Sometime in all this, you might be asked your opinion on what should be on the front cover, what should go on the back cover, and requested bio information on yourself.  Generally, however, the author has very little to say on anything that goes on the cover.  At some point, you'll get a cover in the mail and you usually either squeal and dance around or call your mate and cry.  If there's some mistake on the cover, say so IMMEDIATELY, as it's going out to bookstores for them to pre-order.  I'll guess that I get covers like six months before the book is released.  Once you get the cover, you should start considering promotional options: postcards, business cards, bookmarks, and book signings.  Bookstores need to be contacted months ahead of time to set up a signing, so if your book is coming out in June, start setting up book signings in January.  Also start the conventions near you immediately, building awareness in the SF&F community is important.  Get a web site.  If nothing else, this will distract you from the MONTHS before the book actually arrives in the mail. 

Advance Reader Copies – ARC – are actually generated during the time you're going over the galley.  You should get at least one, but ask for more and send them to your local newspaper and anyone you know that reviews SF&F books for a major source.  While newspapers don't need a huge lead time, the magazines might need up to six months to go from writing a review to actually appearing.  Some magazines don't like printing reviews on 'old' books since shelf life on mid-list books tends to be only like three months.  They want their readers to be able to go to the bookstore and buy the book, so if the book is already out, they might not review it. 

Finally, finally, the release date hits and your book is in the stores and you have the whirlwind of activity to promote it.  Hey, you took years to get this point, shouldn't you give the book every chance to succeed?  Yet, you probably have a contract (or least an option) on the next book, so you got to keep writing.  Welcome to the life of a professional writer.          


Vision: You have a good grasp of background for your books.  Did you visit the locations?  How much of it is imaginary? 

Wen: One reason I set so many of my books in Pittsburgh is that I lived there twenty years.  I know it very well.  Usually I write the plot out with very minimal description, and then I visit the area or get someone to photograph the area for me.  For TAINTED TRAIL, I researched Pendleton relying heavily on the Internet.  Once the book was three quarters finished, I flew out to Pendleton and toured all the locations.  Once home, with like a thousand photographs, I wrote up the descriptions of the various locations and tweaked some of the actions.  The farmhouse in BITTER WATERS is based on a place that my family used to do haunted houses in for Halloween, just down over the hill from the Evans City graveyard.  (It's since been leveled.) I kept the description but moved the location fifty miles east.  Eden Court is Elm Court, a real house in Butler featured in the book THE ARCHITECTURE OF BENNO JANSSEN.   

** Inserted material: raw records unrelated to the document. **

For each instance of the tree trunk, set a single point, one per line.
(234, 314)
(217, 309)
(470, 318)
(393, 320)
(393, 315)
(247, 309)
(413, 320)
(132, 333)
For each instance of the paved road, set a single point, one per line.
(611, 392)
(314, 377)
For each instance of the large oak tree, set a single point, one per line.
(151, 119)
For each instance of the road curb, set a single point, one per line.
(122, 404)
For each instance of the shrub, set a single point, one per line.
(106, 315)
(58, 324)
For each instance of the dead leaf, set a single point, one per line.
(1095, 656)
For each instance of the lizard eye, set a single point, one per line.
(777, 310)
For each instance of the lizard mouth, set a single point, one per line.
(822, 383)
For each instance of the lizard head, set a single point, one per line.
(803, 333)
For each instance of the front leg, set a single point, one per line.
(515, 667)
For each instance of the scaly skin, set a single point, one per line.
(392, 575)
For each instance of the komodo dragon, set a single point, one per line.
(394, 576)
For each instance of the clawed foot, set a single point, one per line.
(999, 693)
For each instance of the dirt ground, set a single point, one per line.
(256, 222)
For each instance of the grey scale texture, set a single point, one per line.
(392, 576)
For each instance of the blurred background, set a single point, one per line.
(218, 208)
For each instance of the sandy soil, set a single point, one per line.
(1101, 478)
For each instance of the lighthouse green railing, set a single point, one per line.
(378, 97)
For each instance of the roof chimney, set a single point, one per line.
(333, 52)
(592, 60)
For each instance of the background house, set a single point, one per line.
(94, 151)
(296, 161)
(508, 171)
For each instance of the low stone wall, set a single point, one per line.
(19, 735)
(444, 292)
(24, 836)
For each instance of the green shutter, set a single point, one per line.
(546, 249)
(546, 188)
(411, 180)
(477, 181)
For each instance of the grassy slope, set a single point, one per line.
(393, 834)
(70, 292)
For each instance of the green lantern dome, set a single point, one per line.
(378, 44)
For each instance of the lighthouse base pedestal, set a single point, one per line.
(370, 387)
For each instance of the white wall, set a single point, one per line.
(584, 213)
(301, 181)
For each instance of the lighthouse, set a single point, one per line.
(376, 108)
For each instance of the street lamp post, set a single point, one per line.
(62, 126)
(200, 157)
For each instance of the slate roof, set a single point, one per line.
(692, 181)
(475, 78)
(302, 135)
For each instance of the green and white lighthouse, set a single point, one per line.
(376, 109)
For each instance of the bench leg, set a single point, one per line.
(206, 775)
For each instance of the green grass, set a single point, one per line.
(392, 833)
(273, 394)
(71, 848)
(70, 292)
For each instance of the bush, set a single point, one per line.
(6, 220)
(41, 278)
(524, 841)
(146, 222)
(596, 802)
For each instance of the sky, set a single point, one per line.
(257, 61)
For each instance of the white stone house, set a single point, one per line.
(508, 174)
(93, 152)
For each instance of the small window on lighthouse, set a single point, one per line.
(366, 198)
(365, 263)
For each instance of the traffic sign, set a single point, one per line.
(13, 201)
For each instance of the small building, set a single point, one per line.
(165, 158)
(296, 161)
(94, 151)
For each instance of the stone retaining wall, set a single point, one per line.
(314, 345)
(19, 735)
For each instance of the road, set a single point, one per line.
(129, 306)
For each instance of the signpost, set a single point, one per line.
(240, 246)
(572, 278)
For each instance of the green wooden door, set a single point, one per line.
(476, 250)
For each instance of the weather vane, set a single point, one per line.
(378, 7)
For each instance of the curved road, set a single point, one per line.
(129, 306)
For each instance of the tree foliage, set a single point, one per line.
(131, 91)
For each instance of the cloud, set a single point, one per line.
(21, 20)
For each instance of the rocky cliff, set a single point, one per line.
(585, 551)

TINKER was a departure in that while I did some of the usual research/photographs descriptions, much of it was entirely made up.        


Vision: What are your feelings about sequels and series in books? 

Wen: Sequels are HARD to do.  I enjoy writing stand alones much more, but sequels sell better, so they're what I'm doing.  With a stand alone you can really wow the reader – everything is so new and nifty.  In a series, you have to repeat yourself because it's the same world and the same characters, and while you try hard for new and different stuff, you've got these cement blocks of 'same' tied to your writing.  Also back-story becomes a problem.  You need some for those readers that pick the second or third book up first, but at the same time it really doesn't belong in THIS book.  Yet back-story is easy, it's already figured out and familiar, so it wants to landslide into the current story.  You've got to resist hard from using it, and when it does bury the current plot, shovel it all out because it blocks up the clean storyline. 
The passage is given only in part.